The final principle is regarding the pursuit of ever-increasing reliability. Architecting a system carefully and following best practices for reliability, like running in multiple distributed regions, means that the system has the potential to achieve three nines over a long time horizon. To reach four nines, or five nines, it’s not only enough to have talented developers and well-engineered software, we also need an operations team whose primary goal is to sustain system reliability through both reactive, like well-trained incident response and proactive engineering. They would be involved in the tasks like removing bottlenecks, automating the manual processes, and isolating failure domains etc. Each additional nine makes your system 10 times more reliable than before, but as a rough rule of thumb, it also costs your business 10 times more.

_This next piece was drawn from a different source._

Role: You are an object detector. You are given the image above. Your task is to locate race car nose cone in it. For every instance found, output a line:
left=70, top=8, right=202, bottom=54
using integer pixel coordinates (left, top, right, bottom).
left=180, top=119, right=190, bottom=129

What do you mean by SLI SLO and SLA ?
Even though the SLI, SLO and SLA are related to each other, each of them have different concepts:
- SLA or Service Level Agreement is a contract that the service provider promises to the customers on service performance, availability, etc.
- SLO or Service Level Objective is a goal/threshold set by the service provider, and service owner’s strives to maintain it. SLO’s are set in such a way to catch an issue before it breaches the SLA. SLO’s are supposed to have tighter thresholds than SLA.
- SLI or Service Level Indicator is a metric-measurement the service provider uses for the meeting the goal/SLO.
Therefore, it is to the best interest of the service owners to catch an issue before it breaches the SLA, so that the technical team has time to fix it. These thresholds are the SLOs, service level objectives. They should always be tighter than the SLAs because customers are usually impacted before the SLA is actually breached. Violating SLAs come at significant cost. So summing up, an SLA is an external promise that comes with consequences, often monetary. While an SLO is effectively an internal promise to meet customer expectations, and SLI is the metric you considered for the SLO.
Let’s consider and example, if the service SLA is defined as response latency will not be more that 400ms, on analyzing the service we came to know that most of the response are usually served within 250 ms, so we could set our slo to be at 250ms, and in-case of any issue, we could catch it earlier. So in this above case SLA is of 400ms, SLO is set at 250ms and SLI: is Latency metric.